And what is “controversial” about the Wings Over Scotland website? Other than the fact that it challenges the almost entirely British nationalist-oriented mainstream media? I can honestly claim to have read almost the entire output of Wings Over Scotland since it was launched. I have yet to see anything that was even remotely “abusive”. Unless, of course, exposing the lies, deceits, prevarications and dissembling of British politicians and their media cronies is to be considered “abuse”.
What offends Willie Rennie and his British nationalist ilk is the fact that Wings Over Scotland subjects them to the kind of critical scrutiny which they cannot endure. The kind of rigorous analysis which the old media so abysmally fails to provide. The kind of scrupulous examination which tends to leave Rennie and the rest exposed as liars or fools or both.

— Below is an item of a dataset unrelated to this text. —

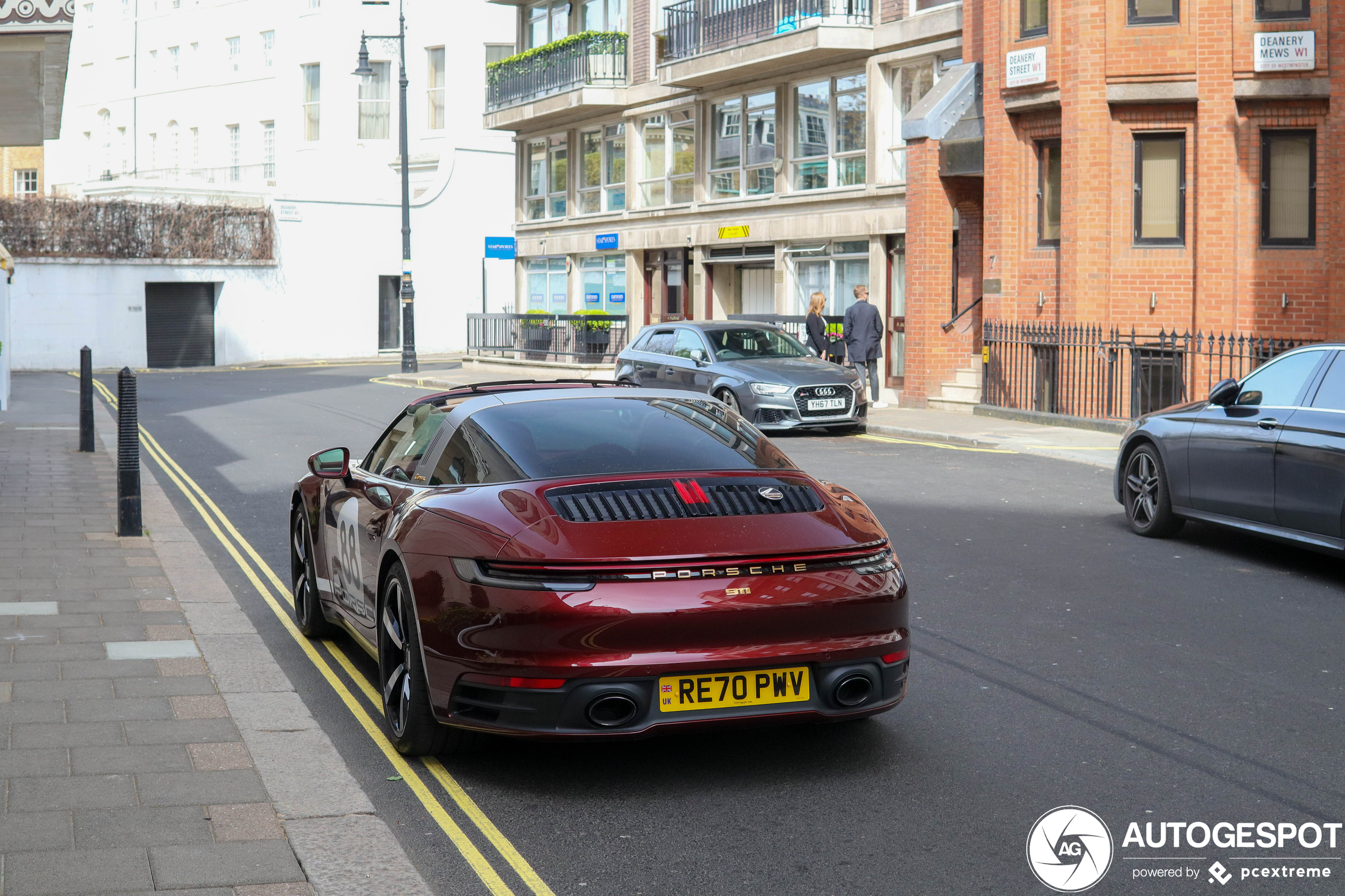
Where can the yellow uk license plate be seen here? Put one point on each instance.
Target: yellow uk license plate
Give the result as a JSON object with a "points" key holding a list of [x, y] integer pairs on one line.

But there is another aspect to Rennie’s latest infantile outburst. Something more insidious. Something which relates to the warnings given before the referendum about the way in which the British establishment would respond to a No vote. What might seem at first to be no more than petulant railing against a website which has consistently embarrassed Rennie and his pals in the other British parties, is also an attempt to undermine the credibility Scotland’s democratic institutions.
I, among many others, warned that this would happen if the forces of rampant British nationalism were emboldened and empowered by a No vote in the independence referendum. I warned that the full force of the British state would be brought to bear on the institutions which it considers a threat to its continued existence – not least, the Scottish Parliament and the Scottish Government.
Make no mistake, as far as the British state is concerned, Scotland is the enemy. Willie Rennie may be one of the Westminster establishment’s more insignificant pawns, but he is at least a reliable pawn who will do his bit in defence of the structures of power and privilege which define the British state, and the ruling elites at whose teat he suckles.